4 septembre 2018-4 septembre 2019, nous voilà à un an d’exercice de pouvoir du président IBK. Pour cerner le bilan de cette première année du 2ème et dernier mandat, le Professeur Clément Dembélé a accordé une interview à notre organe pour parler des acquis, les manquements et les défis à relever. Lisez…

Mali tribune : Nous sommes à un an d’exercice de pouvoir par IBK, que peut-on garder de ce bilan ?

C. D. : Ce qu’on peut prendre d’abord positivement de ce bilan c’est l’expression de la volonté d’amorcer la crise postélectorale par la mise en place d’un gouvernement de large ouverture géré par Dr. Boubou Cissé. Ce qui a permis à une partie de l’opposition de se retrouver dans le gouvernement. Cette stratégie a permis à IBK de souffler, d’amoindrir les atrocités et les animosités. Je parle ici du cas de Tiébilen Dramé qui a eu le ministère des Affaires étrangères, qui peut surprendre tout le monde. On sait que juste après les élections, Ibrahim Boubacar Keita n’était pas reconnu. C’était le président avec qui il ne fallait jamais travailler. Tiébilen avait été traité par IBK de petit monsieur”. Aujourd’hui on le voit dans le gouvernement d’IBK comme un des ministres régaliens.

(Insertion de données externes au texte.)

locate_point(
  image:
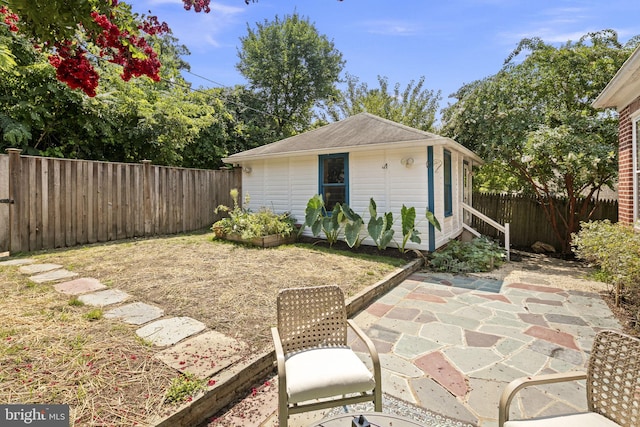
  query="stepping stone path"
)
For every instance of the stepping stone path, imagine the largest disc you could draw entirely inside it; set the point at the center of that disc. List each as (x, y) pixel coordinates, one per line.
(189, 350)
(136, 313)
(170, 331)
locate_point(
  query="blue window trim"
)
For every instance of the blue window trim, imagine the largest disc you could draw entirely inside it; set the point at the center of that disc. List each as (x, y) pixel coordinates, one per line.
(431, 200)
(322, 185)
(448, 180)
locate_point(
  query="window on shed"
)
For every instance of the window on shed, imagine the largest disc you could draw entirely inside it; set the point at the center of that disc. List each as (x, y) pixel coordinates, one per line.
(636, 169)
(448, 191)
(334, 179)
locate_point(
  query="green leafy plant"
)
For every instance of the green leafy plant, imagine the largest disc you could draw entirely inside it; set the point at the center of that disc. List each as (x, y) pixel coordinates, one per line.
(184, 387)
(615, 250)
(481, 254)
(379, 228)
(249, 224)
(409, 231)
(317, 218)
(332, 224)
(353, 227)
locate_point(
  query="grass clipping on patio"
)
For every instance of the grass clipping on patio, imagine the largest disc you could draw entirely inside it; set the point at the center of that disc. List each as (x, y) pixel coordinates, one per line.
(51, 352)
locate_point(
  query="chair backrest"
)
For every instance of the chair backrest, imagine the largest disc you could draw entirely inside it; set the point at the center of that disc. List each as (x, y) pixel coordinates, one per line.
(311, 317)
(613, 380)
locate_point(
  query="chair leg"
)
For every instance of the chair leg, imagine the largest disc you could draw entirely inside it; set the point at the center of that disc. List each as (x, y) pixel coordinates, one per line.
(283, 414)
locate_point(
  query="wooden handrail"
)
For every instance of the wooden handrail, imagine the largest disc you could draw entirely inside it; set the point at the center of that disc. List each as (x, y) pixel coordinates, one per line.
(502, 228)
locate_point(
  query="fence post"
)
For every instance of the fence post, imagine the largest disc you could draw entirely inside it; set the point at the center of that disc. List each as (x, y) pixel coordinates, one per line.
(146, 188)
(14, 185)
(507, 238)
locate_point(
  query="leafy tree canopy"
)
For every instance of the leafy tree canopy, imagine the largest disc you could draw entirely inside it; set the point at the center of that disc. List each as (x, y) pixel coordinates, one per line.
(127, 121)
(74, 31)
(292, 67)
(413, 106)
(534, 121)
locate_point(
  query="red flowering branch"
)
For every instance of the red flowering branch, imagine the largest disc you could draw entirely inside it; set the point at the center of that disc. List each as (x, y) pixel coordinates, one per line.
(9, 18)
(127, 48)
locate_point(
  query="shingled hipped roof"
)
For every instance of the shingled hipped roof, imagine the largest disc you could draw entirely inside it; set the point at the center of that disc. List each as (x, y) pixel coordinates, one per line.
(361, 131)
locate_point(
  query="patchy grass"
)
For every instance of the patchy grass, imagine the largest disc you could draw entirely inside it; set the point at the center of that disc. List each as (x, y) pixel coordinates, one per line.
(54, 350)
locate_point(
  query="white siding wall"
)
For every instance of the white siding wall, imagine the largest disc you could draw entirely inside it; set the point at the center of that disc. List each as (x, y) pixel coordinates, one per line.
(283, 185)
(287, 185)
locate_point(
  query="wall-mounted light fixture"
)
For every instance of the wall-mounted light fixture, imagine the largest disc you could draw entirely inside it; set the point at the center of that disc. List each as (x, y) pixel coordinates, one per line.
(406, 161)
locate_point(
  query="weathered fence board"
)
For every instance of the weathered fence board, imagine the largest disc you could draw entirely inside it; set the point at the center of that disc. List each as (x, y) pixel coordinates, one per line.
(526, 217)
(62, 202)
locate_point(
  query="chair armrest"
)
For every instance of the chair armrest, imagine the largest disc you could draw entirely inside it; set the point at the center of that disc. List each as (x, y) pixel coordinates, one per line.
(282, 373)
(518, 384)
(375, 358)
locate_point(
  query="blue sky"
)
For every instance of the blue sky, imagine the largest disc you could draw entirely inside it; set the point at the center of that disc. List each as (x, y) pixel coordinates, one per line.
(450, 42)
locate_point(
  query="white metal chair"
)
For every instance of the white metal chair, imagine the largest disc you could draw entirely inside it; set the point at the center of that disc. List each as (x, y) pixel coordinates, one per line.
(613, 387)
(316, 368)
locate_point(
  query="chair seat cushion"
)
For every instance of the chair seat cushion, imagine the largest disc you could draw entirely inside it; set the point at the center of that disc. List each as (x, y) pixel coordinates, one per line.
(589, 419)
(326, 372)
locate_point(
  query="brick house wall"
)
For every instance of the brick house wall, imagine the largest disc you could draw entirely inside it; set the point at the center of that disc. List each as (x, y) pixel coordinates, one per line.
(625, 162)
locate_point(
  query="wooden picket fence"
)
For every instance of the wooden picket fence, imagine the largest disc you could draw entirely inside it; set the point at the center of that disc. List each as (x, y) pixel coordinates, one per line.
(55, 203)
(528, 223)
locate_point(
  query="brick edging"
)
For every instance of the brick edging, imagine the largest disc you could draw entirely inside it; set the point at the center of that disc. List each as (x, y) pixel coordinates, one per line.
(234, 382)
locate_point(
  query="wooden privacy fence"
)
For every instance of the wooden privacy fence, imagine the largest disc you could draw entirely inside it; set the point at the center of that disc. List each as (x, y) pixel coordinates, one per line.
(526, 217)
(53, 203)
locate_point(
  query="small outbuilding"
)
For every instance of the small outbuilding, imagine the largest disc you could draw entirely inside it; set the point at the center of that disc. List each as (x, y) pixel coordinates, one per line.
(623, 93)
(359, 158)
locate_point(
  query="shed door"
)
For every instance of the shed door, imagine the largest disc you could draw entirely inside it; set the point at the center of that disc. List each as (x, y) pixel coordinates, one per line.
(466, 190)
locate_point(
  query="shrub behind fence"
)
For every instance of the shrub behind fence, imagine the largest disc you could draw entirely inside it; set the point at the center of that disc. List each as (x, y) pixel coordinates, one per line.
(526, 217)
(60, 202)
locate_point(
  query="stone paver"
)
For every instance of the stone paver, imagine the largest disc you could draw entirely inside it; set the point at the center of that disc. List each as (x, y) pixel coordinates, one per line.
(136, 313)
(165, 332)
(474, 339)
(52, 276)
(203, 355)
(79, 286)
(104, 298)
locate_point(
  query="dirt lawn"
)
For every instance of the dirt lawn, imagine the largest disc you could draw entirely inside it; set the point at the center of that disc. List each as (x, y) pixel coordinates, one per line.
(54, 350)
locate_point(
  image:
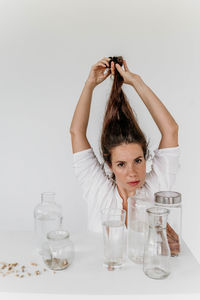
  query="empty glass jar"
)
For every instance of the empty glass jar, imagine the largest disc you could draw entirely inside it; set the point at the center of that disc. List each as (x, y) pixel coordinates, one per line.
(172, 201)
(58, 251)
(156, 263)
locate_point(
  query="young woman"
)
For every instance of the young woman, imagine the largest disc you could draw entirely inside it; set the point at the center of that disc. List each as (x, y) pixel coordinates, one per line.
(123, 145)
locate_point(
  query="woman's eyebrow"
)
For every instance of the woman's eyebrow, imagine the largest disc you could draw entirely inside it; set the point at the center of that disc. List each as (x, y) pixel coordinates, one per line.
(125, 161)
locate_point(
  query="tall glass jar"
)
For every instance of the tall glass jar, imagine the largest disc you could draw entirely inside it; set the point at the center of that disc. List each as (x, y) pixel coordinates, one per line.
(47, 217)
(157, 253)
(137, 225)
(172, 201)
(58, 251)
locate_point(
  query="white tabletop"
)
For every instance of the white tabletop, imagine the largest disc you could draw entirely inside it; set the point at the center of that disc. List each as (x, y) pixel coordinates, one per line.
(87, 275)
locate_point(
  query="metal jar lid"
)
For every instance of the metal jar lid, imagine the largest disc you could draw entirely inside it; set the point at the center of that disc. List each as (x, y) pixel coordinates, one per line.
(167, 197)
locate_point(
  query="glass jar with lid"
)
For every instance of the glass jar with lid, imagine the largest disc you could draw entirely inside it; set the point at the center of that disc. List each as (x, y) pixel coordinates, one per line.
(172, 201)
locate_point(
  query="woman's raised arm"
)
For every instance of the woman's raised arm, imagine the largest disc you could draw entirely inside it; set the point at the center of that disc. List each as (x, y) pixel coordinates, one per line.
(80, 119)
(163, 119)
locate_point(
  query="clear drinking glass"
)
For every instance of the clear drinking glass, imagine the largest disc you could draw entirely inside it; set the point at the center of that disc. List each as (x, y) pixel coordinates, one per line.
(156, 263)
(113, 222)
(58, 251)
(137, 226)
(47, 217)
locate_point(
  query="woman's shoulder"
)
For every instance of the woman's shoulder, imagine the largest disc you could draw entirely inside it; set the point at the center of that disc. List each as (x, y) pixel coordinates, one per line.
(169, 150)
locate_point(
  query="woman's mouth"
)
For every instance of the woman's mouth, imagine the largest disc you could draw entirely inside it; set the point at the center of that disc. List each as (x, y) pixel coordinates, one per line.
(133, 183)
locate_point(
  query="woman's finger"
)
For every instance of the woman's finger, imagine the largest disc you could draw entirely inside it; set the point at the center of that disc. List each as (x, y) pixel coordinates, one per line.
(119, 69)
(107, 74)
(125, 66)
(104, 61)
(100, 64)
(112, 68)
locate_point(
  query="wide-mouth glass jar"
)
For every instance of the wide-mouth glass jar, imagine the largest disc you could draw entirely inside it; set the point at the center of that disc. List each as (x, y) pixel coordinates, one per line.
(172, 201)
(58, 251)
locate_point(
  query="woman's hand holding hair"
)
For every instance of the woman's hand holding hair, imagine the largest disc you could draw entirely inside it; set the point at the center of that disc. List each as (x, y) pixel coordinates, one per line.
(97, 72)
(129, 78)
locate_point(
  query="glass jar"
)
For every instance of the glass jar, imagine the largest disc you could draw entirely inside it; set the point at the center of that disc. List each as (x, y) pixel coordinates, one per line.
(156, 263)
(47, 217)
(172, 201)
(58, 251)
(137, 225)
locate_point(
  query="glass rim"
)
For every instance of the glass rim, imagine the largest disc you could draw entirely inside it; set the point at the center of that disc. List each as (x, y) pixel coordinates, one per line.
(157, 210)
(113, 211)
(58, 235)
(168, 197)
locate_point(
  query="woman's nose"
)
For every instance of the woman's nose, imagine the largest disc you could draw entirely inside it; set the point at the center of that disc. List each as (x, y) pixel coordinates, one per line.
(132, 171)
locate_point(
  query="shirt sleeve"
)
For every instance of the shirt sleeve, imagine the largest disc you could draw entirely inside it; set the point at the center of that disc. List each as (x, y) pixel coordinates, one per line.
(165, 166)
(91, 177)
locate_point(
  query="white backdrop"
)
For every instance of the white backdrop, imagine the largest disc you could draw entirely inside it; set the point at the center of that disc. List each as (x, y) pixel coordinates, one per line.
(47, 48)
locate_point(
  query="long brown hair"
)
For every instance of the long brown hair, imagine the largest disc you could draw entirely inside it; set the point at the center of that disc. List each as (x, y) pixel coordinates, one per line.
(120, 125)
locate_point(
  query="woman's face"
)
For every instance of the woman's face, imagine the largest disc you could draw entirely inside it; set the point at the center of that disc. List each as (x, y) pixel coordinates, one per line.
(129, 166)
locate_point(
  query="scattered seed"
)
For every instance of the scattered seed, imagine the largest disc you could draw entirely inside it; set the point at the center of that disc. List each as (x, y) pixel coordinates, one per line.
(37, 272)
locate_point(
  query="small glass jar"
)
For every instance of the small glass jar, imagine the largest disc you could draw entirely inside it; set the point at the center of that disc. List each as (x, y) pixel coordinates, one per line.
(58, 251)
(137, 225)
(157, 252)
(47, 217)
(172, 201)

Ce qui montre qu’IBK est un homme politique averti, un très bon stratège. Qu’il faut reconnaitre. Qui est même capable à un moment, de donner une part à ses ennemis afin de les faire taire. Cela est quelque chose de positive pour deux choses, cela a permis de calmer le jeu, en tout cas provisoirement et aussi de permettre à une bonne partie des Maliens de découvrir le vrai visage de certains politiciens qui confondent l’art alimentaire à la conviction politique. IBK joue ce grand rôle aujourd’hui qu’il faut reconnaitre. Ce qui a marché aussi, c’est une prise de conscience aujourd’hui. Il faut reconnaitre qu’IBK permet cette liberté d’expression. On peut se permettre de dire beaucoup de choses. Aujourd’hui il ya moins d’arrestation de journaliste moins d’arrestation d’hommes politiques, il y’en a presque pas. Aujourd’hui même s’il n’ya pas de liberté de mouvement parce qu’il ne reste que Bamako, on a quand même la liberté d’expression.

 

Mali Tribune : En dehors de ces éléments, qu’est ce qu’IBK a apporté d’autres, voire sur le plan économique ? On dit que notre indice de croissance est de 6 points aujourd’hui. Qu’en dites-vous ?

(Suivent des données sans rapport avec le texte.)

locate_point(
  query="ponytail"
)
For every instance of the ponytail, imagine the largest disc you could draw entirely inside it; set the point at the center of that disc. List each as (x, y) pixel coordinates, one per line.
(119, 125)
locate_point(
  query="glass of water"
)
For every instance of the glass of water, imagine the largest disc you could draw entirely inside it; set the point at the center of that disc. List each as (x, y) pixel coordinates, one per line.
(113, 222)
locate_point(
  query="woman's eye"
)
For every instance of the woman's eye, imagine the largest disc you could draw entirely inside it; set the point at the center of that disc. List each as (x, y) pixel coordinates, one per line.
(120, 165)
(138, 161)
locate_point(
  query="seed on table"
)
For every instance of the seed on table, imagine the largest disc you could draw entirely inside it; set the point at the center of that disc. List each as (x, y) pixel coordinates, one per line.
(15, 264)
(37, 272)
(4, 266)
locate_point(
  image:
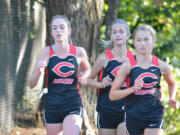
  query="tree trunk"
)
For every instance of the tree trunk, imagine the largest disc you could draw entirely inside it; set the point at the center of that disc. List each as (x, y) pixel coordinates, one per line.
(111, 14)
(86, 19)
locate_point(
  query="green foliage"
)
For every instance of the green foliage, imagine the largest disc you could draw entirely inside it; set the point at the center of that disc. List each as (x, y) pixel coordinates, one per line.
(172, 117)
(163, 15)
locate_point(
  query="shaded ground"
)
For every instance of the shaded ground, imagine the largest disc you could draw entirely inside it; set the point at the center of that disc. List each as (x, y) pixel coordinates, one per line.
(28, 131)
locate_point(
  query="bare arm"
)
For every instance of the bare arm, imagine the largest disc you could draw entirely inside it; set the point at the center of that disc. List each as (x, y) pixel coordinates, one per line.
(84, 65)
(39, 67)
(167, 74)
(116, 92)
(100, 63)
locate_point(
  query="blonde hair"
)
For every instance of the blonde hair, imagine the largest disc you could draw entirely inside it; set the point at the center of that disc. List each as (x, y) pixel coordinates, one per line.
(66, 20)
(108, 43)
(145, 27)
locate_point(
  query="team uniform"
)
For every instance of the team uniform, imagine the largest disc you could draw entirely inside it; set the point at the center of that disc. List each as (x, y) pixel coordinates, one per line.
(143, 108)
(63, 97)
(110, 113)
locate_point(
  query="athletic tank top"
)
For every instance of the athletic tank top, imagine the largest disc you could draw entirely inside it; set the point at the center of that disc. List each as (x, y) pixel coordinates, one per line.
(62, 81)
(104, 105)
(145, 103)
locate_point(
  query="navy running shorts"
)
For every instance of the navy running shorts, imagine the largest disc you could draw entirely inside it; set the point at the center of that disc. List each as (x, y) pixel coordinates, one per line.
(137, 126)
(58, 117)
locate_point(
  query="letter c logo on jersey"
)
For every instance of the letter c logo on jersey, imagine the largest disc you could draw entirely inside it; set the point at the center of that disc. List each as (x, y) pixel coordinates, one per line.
(152, 76)
(58, 69)
(115, 70)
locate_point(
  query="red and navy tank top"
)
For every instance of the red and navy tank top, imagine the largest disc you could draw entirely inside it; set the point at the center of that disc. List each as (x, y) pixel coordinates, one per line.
(104, 105)
(145, 103)
(62, 81)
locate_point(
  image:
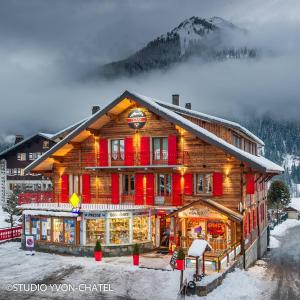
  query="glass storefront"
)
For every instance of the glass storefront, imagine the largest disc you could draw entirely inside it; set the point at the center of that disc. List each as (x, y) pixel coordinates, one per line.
(35, 228)
(119, 230)
(69, 231)
(46, 229)
(95, 230)
(140, 228)
(58, 230)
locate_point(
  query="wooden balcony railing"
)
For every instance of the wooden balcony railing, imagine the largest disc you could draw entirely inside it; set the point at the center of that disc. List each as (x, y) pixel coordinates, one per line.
(36, 197)
(49, 197)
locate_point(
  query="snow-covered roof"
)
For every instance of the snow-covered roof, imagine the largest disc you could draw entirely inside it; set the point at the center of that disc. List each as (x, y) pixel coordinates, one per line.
(210, 118)
(69, 128)
(198, 247)
(257, 162)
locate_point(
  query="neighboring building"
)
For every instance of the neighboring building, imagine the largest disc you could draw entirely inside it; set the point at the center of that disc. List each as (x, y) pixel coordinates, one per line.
(292, 213)
(14, 160)
(154, 173)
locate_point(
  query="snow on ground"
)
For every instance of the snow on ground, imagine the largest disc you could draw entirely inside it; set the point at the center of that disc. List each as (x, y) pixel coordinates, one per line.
(280, 230)
(127, 281)
(3, 216)
(295, 203)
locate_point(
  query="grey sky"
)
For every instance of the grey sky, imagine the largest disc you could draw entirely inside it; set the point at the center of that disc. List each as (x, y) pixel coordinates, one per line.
(46, 45)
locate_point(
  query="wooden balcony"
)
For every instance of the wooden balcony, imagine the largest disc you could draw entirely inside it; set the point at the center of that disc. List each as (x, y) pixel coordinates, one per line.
(106, 199)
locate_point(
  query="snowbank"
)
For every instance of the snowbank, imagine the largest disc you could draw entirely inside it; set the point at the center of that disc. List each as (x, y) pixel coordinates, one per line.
(295, 203)
(280, 230)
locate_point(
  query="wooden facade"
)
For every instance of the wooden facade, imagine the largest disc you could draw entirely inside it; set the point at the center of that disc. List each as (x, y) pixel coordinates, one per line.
(108, 162)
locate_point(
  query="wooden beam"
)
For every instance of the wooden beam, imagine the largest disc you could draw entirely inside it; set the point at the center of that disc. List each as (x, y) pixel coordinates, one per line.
(93, 131)
(74, 144)
(57, 158)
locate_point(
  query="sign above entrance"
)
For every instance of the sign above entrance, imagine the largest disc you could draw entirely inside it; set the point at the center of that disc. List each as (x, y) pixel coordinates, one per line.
(136, 119)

C. D. : En dehors de ces éléments ce qu’IBK a apporté au peuple malien ? Rien du tout. Notre indice de croissance est de 6 points ne veut rien dire. Parce que l’indice de croissance repose sur l’indicateur de mesure économique d’un certain nombre de secteurs économiques que le Mali ne gère même pas. Je dis par exemple, la téléphonie, les banques et les cas des mines. Si on dit que le Mali a fait une croissance de 6 points cela ne veut rien dire. Parce qu’il suffit de regarder dans le panier de la ménagère pour se rendre compte que le rapport est dans le paradoxe. Si le Mali avance dans la croissance économique, le paradoxe est que quand on regarde le rapport de l’Office des produits alimentaires du Mali (Opam), il y’a une famille sur 3 qui ne mange pas 3 fois par jour depuis juin 2011. Il y’a 43 % de jeunes maliens selon les chiffres de l’Office français de l’immigration, qui sont candidats à l’immigration par manque d’emploi.

 

Mali Tribune : Quels sont défis qui restent à relever pour les quatre années restantes d’IBK ?

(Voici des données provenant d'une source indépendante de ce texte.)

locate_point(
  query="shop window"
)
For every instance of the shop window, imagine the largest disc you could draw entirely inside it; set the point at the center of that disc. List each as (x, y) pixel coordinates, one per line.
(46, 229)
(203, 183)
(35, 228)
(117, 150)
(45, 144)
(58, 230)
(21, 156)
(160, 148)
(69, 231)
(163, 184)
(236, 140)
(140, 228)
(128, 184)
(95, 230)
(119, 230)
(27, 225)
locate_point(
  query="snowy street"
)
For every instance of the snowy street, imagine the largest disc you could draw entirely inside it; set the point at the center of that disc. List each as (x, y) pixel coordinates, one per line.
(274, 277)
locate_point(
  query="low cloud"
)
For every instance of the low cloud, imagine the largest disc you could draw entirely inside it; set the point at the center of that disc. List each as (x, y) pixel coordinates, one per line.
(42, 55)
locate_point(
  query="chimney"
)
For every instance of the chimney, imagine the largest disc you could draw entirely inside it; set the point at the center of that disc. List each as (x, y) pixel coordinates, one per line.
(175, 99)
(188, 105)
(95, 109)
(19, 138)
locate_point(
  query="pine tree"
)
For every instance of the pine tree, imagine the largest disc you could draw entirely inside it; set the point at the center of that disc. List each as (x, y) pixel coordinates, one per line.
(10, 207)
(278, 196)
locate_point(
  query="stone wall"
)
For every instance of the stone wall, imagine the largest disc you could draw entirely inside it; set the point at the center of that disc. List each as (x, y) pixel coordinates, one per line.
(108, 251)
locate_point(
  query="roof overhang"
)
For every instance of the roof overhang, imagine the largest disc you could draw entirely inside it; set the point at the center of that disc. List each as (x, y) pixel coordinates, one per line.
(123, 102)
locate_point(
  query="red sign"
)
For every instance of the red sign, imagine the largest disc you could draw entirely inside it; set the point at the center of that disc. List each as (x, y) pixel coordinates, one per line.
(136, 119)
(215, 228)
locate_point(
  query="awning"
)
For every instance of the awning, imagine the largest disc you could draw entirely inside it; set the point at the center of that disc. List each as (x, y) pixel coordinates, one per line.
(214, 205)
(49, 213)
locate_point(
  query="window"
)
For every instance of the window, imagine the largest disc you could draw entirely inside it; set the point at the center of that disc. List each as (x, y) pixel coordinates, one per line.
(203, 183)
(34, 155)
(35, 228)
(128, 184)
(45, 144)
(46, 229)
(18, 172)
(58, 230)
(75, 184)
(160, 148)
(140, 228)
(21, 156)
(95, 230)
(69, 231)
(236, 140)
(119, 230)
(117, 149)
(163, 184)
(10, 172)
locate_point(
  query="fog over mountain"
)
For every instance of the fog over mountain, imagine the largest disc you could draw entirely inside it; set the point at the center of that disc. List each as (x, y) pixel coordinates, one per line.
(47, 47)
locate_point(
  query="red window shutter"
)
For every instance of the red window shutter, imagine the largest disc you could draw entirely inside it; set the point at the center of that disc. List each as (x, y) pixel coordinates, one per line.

C.D. : Le problème du Mali c’est le chômage des jeunes. C’est la mauvaise gestion démographique, la mobilité sociale et économique. La décentralisation a été mal faite. Surtout sur le plan sécuritaire, il faut une nouvelle doctrine sécurité basée sur les renseignements, la communication et des bonnes stratégies de relation communicationnelle et de proximité. Il faut développer le Mali en arrêtant de voler. Il faut un vrai homme d’Etat. Il y a 250 milliards de F CFA de détournés chaque année au Mali dans l’impunité totale. En 2014, c’était l’année de la lutte contre la corruption au Mali. L’année da la lutte contre la corruption a battu le record de la corruption au Mali. IBK ne peut plus gérer ce pays et relever les défis tant qu’il ne s’attaque pas à l’impunité et à la corruption. Et IBK est le dernier homme politique des 26 marsiens. Après lui, il n’y aura plus de chef d’Etat malien qui viendra de cette génération si on veut la survie du Mali.

 

Mali Tribune : La crise au centre a beaucoup marqué ce premier an d’IBK, qu’avez-vous à dire sur cette crise qui a fait tant de morts au centre ?

C. D. : L’impunité et la corruption sont au cœur même de l’enjeu du centre du Mali. C’est parce qu’un moment il y a eu une justice corrompue, des forces de l’ordre et de sécurité corrompues. Tout ce qui incarnait l’autorité de l’Etat était corrompu. Donc la corruption a donné naissance à l’injustice à tel point qu’Amadou Kouffa s’est levé pour renvoyer les gens dans ce sentiment de protection au nom de l’islam en appliquant la charia et les gens l’ont suivi. Et malheureusement, ce dernier est peulh. Et dans la confusion, l’Etat malien a privatisé, vendu et bradé la sécurité n’étant pas capable de faire face à Amadou Kouffa, il a créé des milices en donnant des récépissés. On n’a jamais vu des chasseurs avec AK-47, des Kalachnikovs et des grenades. D’où viennent ces armes militaires détenues par ces milices ? Parce qu’on a voulu contrebalancer, on a armé d’un côté. Et comme cela ne va pas, puisqu’on veut alimenter, il y a quelques généraux de hauts gradés qui se sont mêlés, qui ont trouvé un créneau commercial dans tout cela. Et quand il n’ y a pas de tueries, ils vont tuer eux-mêmes pour justifier des fonds et continuer à voler et à détourner. Il faut savoir aussi, le conflit au centre n’est pas un problème militaire, c’est un problème sécuritaire. Il relève du ministère de la sécurité. C’est un problème de guerre asymétrique.

 

Mali Tribune : Aujourd’hui, l’un des grands espoirs pour le Mali demeure le Dialogue politique inclusif, que pensez-vous de ce Dialogue et que préconisez-vous ?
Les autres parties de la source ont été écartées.